Panama Hake, Merluccius angustimanus: The Panama Hake has an elongated compressed body that tapers to a narrow tail base. It has a redish silver color that is white below, and a large head that is greater than 30 percent of the total length of the fish.
Keys to identification of the Panama Hake include 16 to 18 gill rakers on the first arch, and 36 to 40 rays in the second dorsal fin.
This fish species is quite similar to and can be easily confused with the Pacific Hake, Merluccius productus (head less than 30 percent of total length, 18 to 23 gill rakers, and 39 to 44 rays on the second dorsal fin), and perhaps the mythical, obscure, poorly characterized Cortez Hake, Merluccius hernandizi.
The Panama Hake is a pelagic species found between 250 and 1,500 feet deep in the water column. It reaches a maximum length of 16 inches and is omni-present in all Mexican fishing waters except the extreme northern portions of the Sea of Cortez.

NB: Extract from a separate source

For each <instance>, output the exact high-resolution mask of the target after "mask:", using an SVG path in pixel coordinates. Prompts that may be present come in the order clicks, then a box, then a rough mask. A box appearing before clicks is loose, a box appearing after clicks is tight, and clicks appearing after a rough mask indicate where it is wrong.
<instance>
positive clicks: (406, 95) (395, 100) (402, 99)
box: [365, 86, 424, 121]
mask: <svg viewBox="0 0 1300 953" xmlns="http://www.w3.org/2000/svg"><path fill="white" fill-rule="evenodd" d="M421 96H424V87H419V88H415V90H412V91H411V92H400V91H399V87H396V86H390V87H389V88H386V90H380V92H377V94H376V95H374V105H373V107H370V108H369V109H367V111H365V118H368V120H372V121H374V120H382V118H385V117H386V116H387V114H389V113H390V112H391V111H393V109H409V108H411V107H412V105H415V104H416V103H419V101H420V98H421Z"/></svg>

The Panama Hake is a member of the Merlucciidae Family which are known in Mexico as merluzzas. They all have elongated compressed bodies that taper to a narrow tail base. The heads are relatively large and flattened with large eyes and a large mouth with a projecting lower jaw. They have fins without spines, two separate dorsal fins, the first of which is shorter and taller, and the second with a long base partly divided by a notch. The pelvic fins are well developed, found before the pectoral fins. The caudal fin is short and slightly forked. Globally, there are 13 members of the family, all members of one genus of which three are found in Mexican waters.